If they answer that this is how science makes progress, point out that it was not progress at all.   It was a rabbit trail, a dead end.  It never happened, but it was spoken of as scientific fact.  It was used to misinform the whole scientific community and the public.  TV documentaries and textbooks were produced about a mythical even that never happened.  That’s no different than teaching Alice and Wonderland as scientific fact.  Pound the point home: How do you know?  How do you know?  How do you know?  Point them to Surtsey, now hosting a diverse community of plant and animal life, and ask them, if you landed on this island for the first time, knowing nothing about it, how old would you say it is?  Memorize some of the major recent upsets in evolutionary theories.  Don’t accept their terms, their acronyms, their assumptions.  Get them to realize they may be living in Fantasyland.  Ten thousand Frenchmen in Fantasyland (sorry, French readers) do not constitute a society of knowledge.  The consensus might just be collective believers of a popular mythology.

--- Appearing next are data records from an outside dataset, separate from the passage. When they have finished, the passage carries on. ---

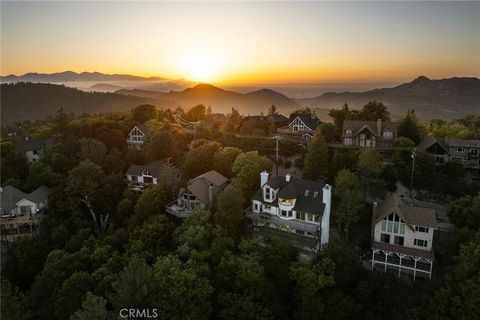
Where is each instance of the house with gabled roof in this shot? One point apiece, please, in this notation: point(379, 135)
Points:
point(20, 211)
point(200, 192)
point(136, 136)
point(141, 176)
point(377, 134)
point(402, 237)
point(465, 152)
point(301, 126)
point(32, 148)
point(294, 209)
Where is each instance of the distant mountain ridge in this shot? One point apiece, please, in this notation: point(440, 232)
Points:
point(70, 76)
point(444, 98)
point(221, 100)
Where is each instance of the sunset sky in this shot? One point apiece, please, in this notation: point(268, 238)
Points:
point(247, 42)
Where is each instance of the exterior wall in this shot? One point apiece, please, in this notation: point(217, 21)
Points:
point(325, 227)
point(409, 237)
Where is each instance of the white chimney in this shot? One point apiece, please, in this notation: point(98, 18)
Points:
point(263, 178)
point(379, 126)
point(210, 195)
point(325, 227)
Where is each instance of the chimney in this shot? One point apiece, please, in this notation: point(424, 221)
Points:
point(263, 178)
point(374, 214)
point(210, 195)
point(379, 126)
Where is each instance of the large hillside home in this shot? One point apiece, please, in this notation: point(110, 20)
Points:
point(141, 176)
point(301, 127)
point(360, 134)
point(200, 192)
point(295, 209)
point(21, 212)
point(136, 136)
point(403, 237)
point(32, 148)
point(465, 152)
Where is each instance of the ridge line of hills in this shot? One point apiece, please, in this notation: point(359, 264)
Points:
point(443, 99)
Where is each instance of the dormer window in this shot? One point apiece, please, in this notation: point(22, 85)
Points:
point(388, 135)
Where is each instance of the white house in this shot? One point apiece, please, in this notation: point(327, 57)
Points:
point(136, 136)
point(296, 209)
point(32, 148)
point(403, 237)
point(141, 176)
point(21, 212)
point(200, 192)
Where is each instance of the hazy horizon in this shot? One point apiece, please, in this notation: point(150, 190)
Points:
point(232, 44)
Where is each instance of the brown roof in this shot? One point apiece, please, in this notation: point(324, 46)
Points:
point(463, 143)
point(154, 168)
point(358, 125)
point(213, 177)
point(412, 215)
point(402, 249)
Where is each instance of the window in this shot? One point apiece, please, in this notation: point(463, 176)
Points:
point(393, 224)
point(421, 229)
point(385, 238)
point(398, 241)
point(420, 243)
point(300, 215)
point(362, 140)
point(25, 209)
point(388, 135)
point(287, 214)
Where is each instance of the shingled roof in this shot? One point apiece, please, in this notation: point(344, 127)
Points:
point(32, 144)
point(10, 196)
point(153, 168)
point(308, 193)
point(412, 215)
point(357, 125)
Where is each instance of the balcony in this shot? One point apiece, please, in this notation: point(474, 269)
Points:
point(174, 209)
point(292, 224)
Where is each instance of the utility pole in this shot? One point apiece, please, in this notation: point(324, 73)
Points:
point(414, 154)
point(276, 152)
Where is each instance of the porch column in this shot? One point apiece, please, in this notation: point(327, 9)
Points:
point(431, 265)
point(386, 253)
point(415, 267)
point(401, 256)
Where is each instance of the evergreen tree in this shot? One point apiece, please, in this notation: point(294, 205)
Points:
point(316, 159)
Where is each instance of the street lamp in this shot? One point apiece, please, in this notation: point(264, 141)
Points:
point(414, 154)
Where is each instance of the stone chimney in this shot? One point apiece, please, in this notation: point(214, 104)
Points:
point(263, 178)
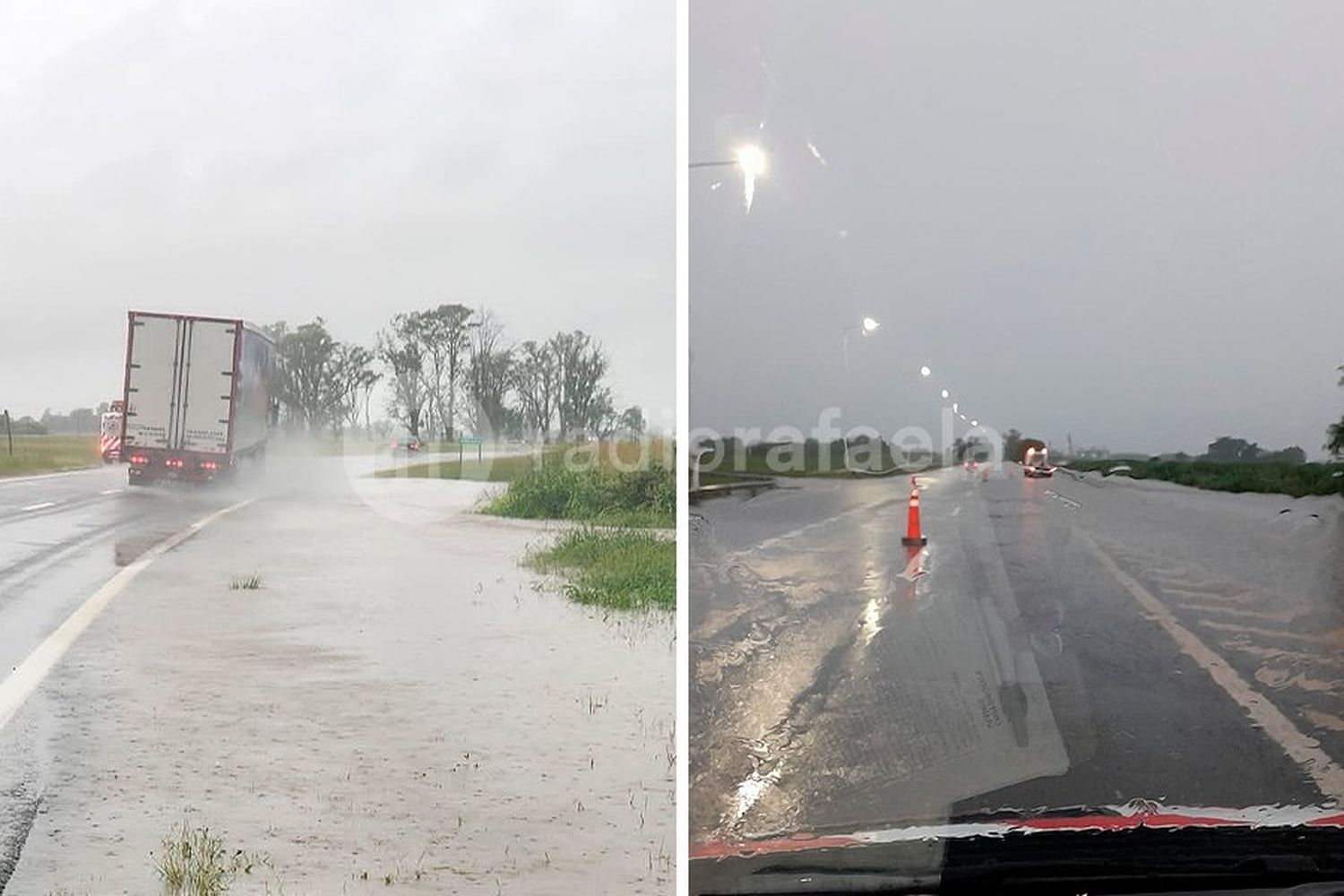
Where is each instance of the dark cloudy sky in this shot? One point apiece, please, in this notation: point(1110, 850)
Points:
point(1118, 220)
point(284, 160)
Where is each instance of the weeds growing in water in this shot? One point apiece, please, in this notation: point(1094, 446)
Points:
point(623, 568)
point(195, 863)
point(604, 495)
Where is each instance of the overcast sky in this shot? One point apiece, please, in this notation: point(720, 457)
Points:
point(1118, 220)
point(285, 160)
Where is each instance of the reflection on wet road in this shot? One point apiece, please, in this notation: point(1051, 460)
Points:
point(1059, 642)
point(61, 538)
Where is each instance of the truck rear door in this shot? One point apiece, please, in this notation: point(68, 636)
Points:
point(209, 386)
point(180, 383)
point(152, 381)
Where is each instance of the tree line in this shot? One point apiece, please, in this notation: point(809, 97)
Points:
point(449, 370)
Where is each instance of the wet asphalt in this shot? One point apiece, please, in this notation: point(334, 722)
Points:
point(840, 681)
point(61, 538)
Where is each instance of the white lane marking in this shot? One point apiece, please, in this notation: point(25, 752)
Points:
point(8, 479)
point(1061, 497)
point(1305, 751)
point(26, 677)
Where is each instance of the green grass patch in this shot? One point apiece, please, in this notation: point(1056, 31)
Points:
point(47, 452)
point(1297, 479)
point(193, 861)
point(620, 568)
point(601, 495)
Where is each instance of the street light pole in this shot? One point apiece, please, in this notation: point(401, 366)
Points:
point(865, 328)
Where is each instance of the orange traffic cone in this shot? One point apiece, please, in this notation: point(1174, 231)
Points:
point(913, 535)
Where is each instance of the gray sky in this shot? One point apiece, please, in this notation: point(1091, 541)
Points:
point(284, 160)
point(1120, 220)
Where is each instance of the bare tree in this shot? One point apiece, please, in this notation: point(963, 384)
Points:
point(582, 365)
point(488, 376)
point(355, 366)
point(537, 383)
point(401, 349)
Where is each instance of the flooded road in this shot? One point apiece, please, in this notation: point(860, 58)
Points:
point(1059, 642)
point(398, 702)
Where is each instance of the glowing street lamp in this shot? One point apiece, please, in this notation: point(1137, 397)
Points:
point(750, 160)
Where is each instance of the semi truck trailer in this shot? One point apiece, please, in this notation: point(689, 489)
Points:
point(199, 397)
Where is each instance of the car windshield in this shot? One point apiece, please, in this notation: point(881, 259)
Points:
point(905, 220)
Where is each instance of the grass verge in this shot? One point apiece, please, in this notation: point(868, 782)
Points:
point(47, 454)
point(605, 497)
point(618, 568)
point(1297, 479)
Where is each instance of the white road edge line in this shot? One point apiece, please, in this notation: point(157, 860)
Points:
point(26, 677)
point(7, 479)
point(1305, 751)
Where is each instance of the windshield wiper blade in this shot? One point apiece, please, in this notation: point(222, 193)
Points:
point(1155, 860)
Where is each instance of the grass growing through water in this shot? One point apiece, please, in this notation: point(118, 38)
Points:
point(601, 495)
point(620, 568)
point(195, 863)
point(47, 452)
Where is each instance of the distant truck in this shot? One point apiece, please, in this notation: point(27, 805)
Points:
point(199, 397)
point(1035, 462)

Another comeback from some evolutionists is that you have no right to criticize the consensus without coming up with a better model yourself. That’s fallacious. There is nothing in science that requires replacing one myth with another. What are we supposed to do, replace Alice in Wonderland with Harry Potter? Science is supposed to represent knowledge, not speculation. It is perfectly fine to criticize a theory as implausible without proposing an alternative.  Saying “I don’t know” is better than serving up myths as if they were facts. Better no LHB, no RNA World, than introducing visions of fictional fantasies as if they were realities. Admitting what science doesn’t know, and cannot know, is a more honest form of progress.

We must get these deceived deceivers off their pedestals and, like Socrates, with well-placed questions, get them to realize they have no idea what they are talking about.  They won’t listen as long as they are looking down from a pedestal.  Point out that their pedestal is a house of cards floating on hot air.  If they’re smart, they will jump off out of fear or embarrassment.  When that happens, then you can look them eye to eye, on a level playing field, and have a meaningful dialogue.

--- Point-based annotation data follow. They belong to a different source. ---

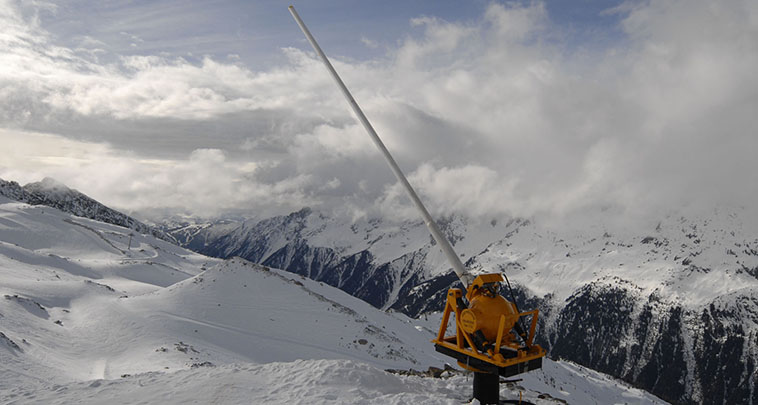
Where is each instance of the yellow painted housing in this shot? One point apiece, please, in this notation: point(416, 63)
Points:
point(483, 339)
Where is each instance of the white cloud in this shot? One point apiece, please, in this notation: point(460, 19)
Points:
point(489, 117)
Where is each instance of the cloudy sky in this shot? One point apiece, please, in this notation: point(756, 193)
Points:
point(516, 108)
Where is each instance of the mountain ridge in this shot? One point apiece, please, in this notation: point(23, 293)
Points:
point(52, 193)
point(647, 292)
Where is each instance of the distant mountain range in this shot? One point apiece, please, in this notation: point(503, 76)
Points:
point(54, 194)
point(91, 312)
point(672, 309)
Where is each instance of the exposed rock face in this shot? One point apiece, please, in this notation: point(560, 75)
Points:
point(672, 310)
point(54, 194)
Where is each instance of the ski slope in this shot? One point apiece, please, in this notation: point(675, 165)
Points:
point(89, 316)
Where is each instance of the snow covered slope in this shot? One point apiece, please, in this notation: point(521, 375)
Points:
point(86, 319)
point(55, 194)
point(668, 304)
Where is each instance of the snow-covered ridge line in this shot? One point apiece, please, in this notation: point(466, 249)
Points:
point(83, 322)
point(644, 291)
point(51, 193)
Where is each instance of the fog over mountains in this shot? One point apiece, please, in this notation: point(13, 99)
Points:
point(92, 312)
point(671, 308)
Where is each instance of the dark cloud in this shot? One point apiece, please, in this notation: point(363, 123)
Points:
point(488, 117)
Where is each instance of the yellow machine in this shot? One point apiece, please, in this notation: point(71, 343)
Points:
point(487, 331)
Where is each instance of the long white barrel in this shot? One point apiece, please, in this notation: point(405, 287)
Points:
point(441, 240)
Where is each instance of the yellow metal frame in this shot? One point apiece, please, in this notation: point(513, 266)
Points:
point(463, 342)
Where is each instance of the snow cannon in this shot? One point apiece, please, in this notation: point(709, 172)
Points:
point(484, 340)
point(489, 338)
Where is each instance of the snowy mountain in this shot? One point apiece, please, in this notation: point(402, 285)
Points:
point(669, 307)
point(89, 316)
point(54, 194)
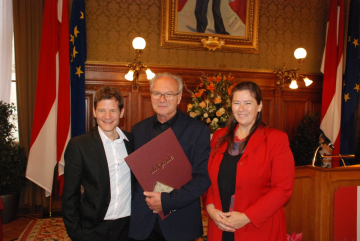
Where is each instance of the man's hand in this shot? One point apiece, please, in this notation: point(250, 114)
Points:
point(153, 200)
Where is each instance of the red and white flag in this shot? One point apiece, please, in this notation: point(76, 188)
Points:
point(332, 67)
point(51, 123)
point(347, 213)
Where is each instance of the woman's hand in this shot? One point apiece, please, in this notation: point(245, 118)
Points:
point(220, 218)
point(237, 219)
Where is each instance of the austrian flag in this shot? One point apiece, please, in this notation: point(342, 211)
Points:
point(51, 123)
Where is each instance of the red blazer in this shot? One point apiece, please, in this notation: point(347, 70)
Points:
point(264, 183)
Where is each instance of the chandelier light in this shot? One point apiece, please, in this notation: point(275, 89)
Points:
point(291, 76)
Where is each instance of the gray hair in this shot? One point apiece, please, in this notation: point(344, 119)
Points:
point(175, 77)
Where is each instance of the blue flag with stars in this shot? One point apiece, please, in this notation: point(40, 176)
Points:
point(77, 67)
point(351, 86)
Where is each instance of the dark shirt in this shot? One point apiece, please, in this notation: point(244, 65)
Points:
point(227, 183)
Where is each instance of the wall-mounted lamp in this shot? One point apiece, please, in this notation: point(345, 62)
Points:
point(291, 76)
point(136, 67)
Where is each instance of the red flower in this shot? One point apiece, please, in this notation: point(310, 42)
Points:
point(211, 87)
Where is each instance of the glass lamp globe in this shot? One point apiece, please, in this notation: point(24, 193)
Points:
point(307, 81)
point(293, 84)
point(149, 74)
point(300, 53)
point(139, 43)
point(130, 75)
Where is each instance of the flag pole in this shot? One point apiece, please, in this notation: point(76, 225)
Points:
point(50, 206)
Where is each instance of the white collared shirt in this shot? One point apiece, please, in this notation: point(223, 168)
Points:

(Visited 566 times, 1 visits today)

Comments

  • Graceout says:

    Excellent points, all. When those with a non-Biblical worldview are allowed to control the language, it is only inevitable that a secular/pagan worldview will spread into society.

    In that vein, I feel compelled to point out that, even the word ‘prehistoric’ is a meaningless or nonsense word within the context of a Biblical world view, unless one is discussing the pre-creation triune conference—but even that is recorded in the history book known as the Bible.

    This is something I noted when a creationist friend of mine called an ugly deep-sea creature “prehistoric-looking” and I suddenly realized the inroads such thinking has made.

    Thanks for another great, comprehensive post!